For weeks, Jonathan MacGown got regular updates via robocalls from Vero’s Sea Breeze Rehabilitation and Nursing Center, where his 98-year-old father was a patient: We have no COVID-19 cases.
“They were calling regularly from a Chicago number,” MacGown said. “It was like, look how great we’re doing.”
Then came an actual voice call saying Sea Breeze had its first case. A staff member had tested positive. That call was on June 22.
Less than three weeks later, on July 11, Sea Breeze sent three residents to the hospital.
One was MacGown’s father, Philip.
But no one from the facility bothered to call Jonathan MacGown to tell him his father had tested positive and was being sent to the hospital.
MacGown got word of his father’s condition and hospitalization from Cleveland Clinic Indian River Hospital.
“A doctor called and said: ‘Your dad’s here, he’s got COVID-19 and he’s on a ventilator. He’s probably not going to make it,’” MacGown recalled. “I got no calls from Sea Breeze.”
A week after his father’s death, MacGown flew with his wife from Lansing, Michigan, to Florida to witness his father’s burial at Cape Canaveral National Cemetery. A World War II veteran who served in Patton’s Third Army, Philip MacGown’s coffin was lowered into the ground as a ceremonial bugler played “Taps.”
“It was very moving,” said Jonathan, who was handed the traditional folded flag that had covered his father’s coffin.
By then, Sea Breeze had nearly 60 cases of COVID-19 along with the five deaths.
It was only after the burial that MacGown finally got a call from Sea Breeze’s social worker. “Whatever happened with your dad?” she asked.
“It was just a little bizarre,” said MacGown. “She came across as having no idea my dad had died.”
That is in line with experiences of the families of two other victims. Both, called by the center’s management, were asked if they “knew what was going on.”
MacGown is familiar with the processes involved with COVID-19 notification. In Michigan, he is senior accountant with the Jackson County Health Department, where he is a member of the COVID-19 response team, conferring several times a week with the county’s health director and others.
“Professionally, I’m very knowledgeable about all of this, working for a health department,” MacGown said. “I’ve been on hours and hours of conference calls discussing this.

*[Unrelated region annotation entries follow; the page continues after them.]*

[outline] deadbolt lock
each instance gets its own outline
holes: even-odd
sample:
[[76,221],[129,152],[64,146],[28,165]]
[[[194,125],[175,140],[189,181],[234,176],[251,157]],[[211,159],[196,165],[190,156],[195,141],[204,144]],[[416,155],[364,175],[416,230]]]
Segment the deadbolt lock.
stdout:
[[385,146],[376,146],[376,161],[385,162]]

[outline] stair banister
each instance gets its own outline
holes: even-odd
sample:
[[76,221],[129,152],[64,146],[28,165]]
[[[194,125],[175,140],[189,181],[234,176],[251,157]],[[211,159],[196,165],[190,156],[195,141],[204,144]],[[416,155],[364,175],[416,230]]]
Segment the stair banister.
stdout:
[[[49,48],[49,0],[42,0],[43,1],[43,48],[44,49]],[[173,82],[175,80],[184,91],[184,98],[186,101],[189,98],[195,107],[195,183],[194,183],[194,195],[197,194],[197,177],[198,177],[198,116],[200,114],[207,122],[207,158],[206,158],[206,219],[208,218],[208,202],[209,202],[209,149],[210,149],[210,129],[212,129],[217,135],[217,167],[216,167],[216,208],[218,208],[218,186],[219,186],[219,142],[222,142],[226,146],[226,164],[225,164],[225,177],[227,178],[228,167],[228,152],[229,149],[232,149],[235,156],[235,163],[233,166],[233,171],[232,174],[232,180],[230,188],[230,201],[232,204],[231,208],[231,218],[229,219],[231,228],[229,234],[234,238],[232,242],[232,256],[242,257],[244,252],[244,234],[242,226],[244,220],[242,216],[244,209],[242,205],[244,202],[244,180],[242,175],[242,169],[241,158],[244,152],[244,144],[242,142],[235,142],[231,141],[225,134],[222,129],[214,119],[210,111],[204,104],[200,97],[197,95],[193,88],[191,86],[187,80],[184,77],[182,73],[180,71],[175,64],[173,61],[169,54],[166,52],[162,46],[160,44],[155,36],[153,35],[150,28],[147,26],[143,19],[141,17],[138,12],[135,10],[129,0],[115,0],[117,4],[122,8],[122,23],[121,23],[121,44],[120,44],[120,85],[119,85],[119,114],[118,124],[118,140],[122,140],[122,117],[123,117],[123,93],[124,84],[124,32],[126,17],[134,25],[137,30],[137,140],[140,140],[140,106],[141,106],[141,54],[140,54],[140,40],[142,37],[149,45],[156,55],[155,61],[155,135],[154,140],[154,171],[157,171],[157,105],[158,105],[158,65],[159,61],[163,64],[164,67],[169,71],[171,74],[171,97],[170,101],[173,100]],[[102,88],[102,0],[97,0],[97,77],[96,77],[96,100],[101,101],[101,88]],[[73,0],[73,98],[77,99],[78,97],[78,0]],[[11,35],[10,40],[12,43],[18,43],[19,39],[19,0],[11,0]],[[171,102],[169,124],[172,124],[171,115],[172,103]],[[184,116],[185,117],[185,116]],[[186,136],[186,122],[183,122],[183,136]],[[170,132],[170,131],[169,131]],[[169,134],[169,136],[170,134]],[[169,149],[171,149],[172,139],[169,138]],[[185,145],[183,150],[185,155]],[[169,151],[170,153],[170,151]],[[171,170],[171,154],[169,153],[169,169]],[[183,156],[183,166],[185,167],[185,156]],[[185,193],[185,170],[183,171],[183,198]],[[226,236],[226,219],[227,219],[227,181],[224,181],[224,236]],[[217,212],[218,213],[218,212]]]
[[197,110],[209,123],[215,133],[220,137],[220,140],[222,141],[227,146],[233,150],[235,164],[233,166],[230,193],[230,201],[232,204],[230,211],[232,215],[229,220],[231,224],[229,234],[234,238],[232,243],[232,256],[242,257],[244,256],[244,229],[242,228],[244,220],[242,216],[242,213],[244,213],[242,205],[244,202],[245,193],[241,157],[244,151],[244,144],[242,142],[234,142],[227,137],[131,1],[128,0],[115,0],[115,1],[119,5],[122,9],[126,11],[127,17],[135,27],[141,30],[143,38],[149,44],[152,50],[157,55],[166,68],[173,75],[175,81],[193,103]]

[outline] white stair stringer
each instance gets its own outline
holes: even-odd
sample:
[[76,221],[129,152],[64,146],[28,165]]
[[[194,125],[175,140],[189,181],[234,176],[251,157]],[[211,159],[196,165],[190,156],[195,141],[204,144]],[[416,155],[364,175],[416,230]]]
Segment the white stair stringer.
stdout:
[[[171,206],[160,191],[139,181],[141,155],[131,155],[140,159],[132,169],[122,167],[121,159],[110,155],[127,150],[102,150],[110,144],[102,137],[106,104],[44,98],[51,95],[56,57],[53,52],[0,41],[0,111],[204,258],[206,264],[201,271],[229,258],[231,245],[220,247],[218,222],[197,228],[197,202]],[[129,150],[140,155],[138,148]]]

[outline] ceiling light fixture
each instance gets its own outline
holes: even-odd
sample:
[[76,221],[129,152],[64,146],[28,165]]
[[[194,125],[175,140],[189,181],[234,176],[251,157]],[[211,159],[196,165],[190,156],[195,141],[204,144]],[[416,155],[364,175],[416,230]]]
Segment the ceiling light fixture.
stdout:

I’m very aware of what steps could be taken in all of this.
“I heard crickets from the place,” he said. “Before, if he scratched himself in the night, the nursing staff would be on the phone with me. ‘Oh, he scratched himself, but he’s fine.’ Any minor little thing, they would be on the phone.
“Now there was something potentially major, and I hear nothing. Not ‘He’s symptomatic, we’re going to test him.’ Nothing. I get silence.
“That’s what’s maddening to me,” said MacGown. “It makes me feel like this was intentional, that they were withholding information from families.”
MacGown said he is “suspicious” of the facility’s new ownership and wonders why there was a sea change in staffing soon after the facility changed hands.
Formerly known as Atlantic Rehabilitation and Health Care, the facility was once part of the now-defunct Skyline Healthcare chain, which owned 100 facilities across the country including several in Florida.
Citadel Consulting took over operations and management of the Skyline properties in Florida in 2018, including Atlantic Rehab and Health Care in Vero, which became Sea Breeze.
Today, the Brooklyn-based company calls itself Citadel Health Care. Many of its properties have not fared well in the pandemic, including in the Bronx, where four of its facilities have a combined 162 deaths. One facility, The Plaza, had 71 deaths.
In Florida, Citadel’s 105-bed nursing home in Fort Pierce, Sandgate Gardens, showed 35 current positive residents on Monday’s report. Two residents died, and six were transferred out of the facility. There were five positive staff members, down from 24.
Two weeks ago, Citadel’s Fouraker Hills Rehab and Nursing Center in Duval County had 43 positive residents with five deaths, as well as 26 staff members with COVID-19. A Citadel facility in Clearwater, Kensington Gardens, showed 21 positive residents transferred out and 30 positive staff members.
As of Monday, Sea Breeze was showing 44 cases of COVID-19, nearly all of them residents. The facility’s outbreak was by far the worst Indian River County has seen, with nearly twice as many infected residents as the second worst, Sea Breeze’s neighbor, Palm Garden of Vero.